Love Outside the City (or at Least the City Block)

DSCN0353

If you read this on the Sunday morning upon which it made its appearance on the internet, I’m about to sit down next to my mom and my grandmother and my great-aunt, with a multitude of family in the midst and praise the Lord in the only way we can in an old country AME church about 30 miles southeast of my apartment.

It is here, at this expression of love, where I want to drop the mic on my love of place, at least for the month of February, as this is the last Sunday in February and the last chance I’ll have to drop an essay on love in this month.

Anyway, back to the country.  I used to hate it. It’s a running joke in my family how much I just “had to get back to Greensboro.” The knowledge that the skyline is nearby is so ingrained in my psyche, so meaningful, so centering for me, even now and especially as a young child. Also, in my mind, bugs only existed in our backyard and they were insane in the country. Oh, and no Nickelodeon and Sesame Street came in fuzzy sometimes. Yet, one night, after an impulse decision, I woke up for the first time to CBS This Morning and my grandmother’s southern breakfast, by choice. My dad came and got me not long after breakfast, but I survived and it was a good night.

The irony that presents when the last time I willingly spent the night at my MeMe’s was two days before I would get life changing news. Originally, my dad was going to drive me to the big adventure that awaited me on the other side of RDU Airport and the terminals of  LaGuardia. Yet, I decided to drive myself directly from MeMe’s, since the flight was early, we were all gathering for a pre-Memorial Day cookout and her house is just a bit closer to RDU.

I returned home from New York into another cocoon of family and to the bedroom I spent ages 14-18 and 23-26 in. That bedroom, while possessing a Greensboro address, is in a neighborhood laid out like the best of car-dependent suburbia.

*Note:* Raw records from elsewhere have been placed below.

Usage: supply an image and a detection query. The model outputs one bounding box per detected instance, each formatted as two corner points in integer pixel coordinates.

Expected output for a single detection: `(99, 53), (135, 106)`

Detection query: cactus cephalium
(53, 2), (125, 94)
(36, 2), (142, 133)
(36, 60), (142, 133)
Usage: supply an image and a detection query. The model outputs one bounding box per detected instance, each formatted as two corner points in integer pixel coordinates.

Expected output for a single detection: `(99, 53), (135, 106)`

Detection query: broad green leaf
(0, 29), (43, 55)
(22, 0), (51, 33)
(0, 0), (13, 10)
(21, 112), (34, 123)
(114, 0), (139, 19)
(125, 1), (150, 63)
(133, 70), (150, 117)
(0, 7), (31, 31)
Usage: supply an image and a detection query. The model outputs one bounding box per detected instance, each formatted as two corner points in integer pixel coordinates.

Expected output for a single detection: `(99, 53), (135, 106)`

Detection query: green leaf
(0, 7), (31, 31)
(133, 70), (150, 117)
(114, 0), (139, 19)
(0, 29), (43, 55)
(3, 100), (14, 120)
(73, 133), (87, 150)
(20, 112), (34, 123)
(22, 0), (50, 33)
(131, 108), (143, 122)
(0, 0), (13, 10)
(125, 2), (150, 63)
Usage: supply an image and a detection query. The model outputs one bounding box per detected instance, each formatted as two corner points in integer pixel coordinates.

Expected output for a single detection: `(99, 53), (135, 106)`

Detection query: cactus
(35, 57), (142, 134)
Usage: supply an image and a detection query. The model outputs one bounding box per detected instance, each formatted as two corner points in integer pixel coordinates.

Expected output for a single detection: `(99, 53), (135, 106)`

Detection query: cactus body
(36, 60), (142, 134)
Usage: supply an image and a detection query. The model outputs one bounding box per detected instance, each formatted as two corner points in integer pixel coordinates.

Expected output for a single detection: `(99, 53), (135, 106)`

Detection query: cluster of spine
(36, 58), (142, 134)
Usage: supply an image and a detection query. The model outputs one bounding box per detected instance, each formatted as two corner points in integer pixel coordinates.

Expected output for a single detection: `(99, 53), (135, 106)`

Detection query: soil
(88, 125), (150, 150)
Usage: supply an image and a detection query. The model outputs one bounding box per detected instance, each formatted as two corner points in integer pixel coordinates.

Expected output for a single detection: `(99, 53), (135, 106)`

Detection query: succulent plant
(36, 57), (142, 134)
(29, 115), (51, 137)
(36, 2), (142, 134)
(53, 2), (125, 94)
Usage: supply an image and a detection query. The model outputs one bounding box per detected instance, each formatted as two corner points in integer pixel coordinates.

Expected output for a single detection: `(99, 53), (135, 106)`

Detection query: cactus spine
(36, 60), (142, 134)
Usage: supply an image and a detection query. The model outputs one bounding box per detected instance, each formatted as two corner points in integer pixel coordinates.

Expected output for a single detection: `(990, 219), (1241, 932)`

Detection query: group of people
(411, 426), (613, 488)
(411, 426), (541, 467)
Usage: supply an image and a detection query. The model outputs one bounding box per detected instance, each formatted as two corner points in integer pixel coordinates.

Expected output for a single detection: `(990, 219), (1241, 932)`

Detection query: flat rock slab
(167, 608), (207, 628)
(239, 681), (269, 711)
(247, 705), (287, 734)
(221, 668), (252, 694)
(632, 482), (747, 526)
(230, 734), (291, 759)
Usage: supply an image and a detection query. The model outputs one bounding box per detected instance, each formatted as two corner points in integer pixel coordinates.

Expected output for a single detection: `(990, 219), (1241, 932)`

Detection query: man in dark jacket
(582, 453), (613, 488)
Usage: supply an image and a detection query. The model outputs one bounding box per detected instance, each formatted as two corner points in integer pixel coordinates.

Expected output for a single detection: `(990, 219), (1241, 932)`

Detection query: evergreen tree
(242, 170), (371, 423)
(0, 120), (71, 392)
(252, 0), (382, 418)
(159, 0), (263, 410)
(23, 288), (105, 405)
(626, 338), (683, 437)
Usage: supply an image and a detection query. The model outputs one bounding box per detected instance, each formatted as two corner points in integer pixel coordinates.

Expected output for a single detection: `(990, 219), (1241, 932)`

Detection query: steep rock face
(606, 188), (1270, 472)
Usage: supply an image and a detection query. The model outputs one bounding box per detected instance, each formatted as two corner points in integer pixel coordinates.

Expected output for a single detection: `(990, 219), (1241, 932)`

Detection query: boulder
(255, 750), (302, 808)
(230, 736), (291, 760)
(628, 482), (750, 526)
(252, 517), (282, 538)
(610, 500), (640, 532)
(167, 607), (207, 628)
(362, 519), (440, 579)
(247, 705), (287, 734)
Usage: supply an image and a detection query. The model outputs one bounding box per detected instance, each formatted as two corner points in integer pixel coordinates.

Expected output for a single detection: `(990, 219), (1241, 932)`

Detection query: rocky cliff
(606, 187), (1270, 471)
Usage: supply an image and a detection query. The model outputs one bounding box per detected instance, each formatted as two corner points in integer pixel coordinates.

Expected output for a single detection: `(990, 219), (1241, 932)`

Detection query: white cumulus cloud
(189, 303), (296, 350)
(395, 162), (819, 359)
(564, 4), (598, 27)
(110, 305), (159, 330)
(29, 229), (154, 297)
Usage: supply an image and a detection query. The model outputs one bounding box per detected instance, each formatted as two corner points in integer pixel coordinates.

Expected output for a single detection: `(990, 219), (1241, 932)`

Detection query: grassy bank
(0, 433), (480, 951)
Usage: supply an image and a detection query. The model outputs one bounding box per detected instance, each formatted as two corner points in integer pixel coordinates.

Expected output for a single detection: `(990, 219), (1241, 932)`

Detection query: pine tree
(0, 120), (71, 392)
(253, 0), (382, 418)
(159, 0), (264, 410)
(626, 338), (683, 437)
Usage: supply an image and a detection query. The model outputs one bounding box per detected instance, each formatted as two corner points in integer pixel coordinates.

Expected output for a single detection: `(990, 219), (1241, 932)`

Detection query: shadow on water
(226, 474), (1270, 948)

I needed that, as the next few days would be a blur of funeral arrangements and family members I hadn’t seen and church members I hadn’t seen and just a feeling of wondering what I would do without the person who first taught me the value of place. Yet, I remembered, I still had the parent that gave me the places we had to live in the first place.

Those of us who are professionals or semi-professionals or armchair quarterbacks at this urban and regional planning thing, whether we make million dollar lifestyle centers or we buy new paint for our cookie-cutter house at Home Depot, or we make a park out of a parking space and a few old small shipping crates, can sometimes get self-righteous about what form is the best.

I believe the best place form begins with love.  If I’d become completely anti-country or anti-suburbia, I’d miss out on the love of my own family. Yeah, I’d probably found new people who only hang out at the bars and art galleries of the central business district and its blocks, but would they have my roots? Would they always be there to wipe my tears and clean up my scrapes? And are these new people even worthy enough to bring home? Some are,  some aren’t.

As I bring this to a close, the only thing I can really say about what makes a place great, is the presence of love. May you find that in whatever shape your primary habitation is.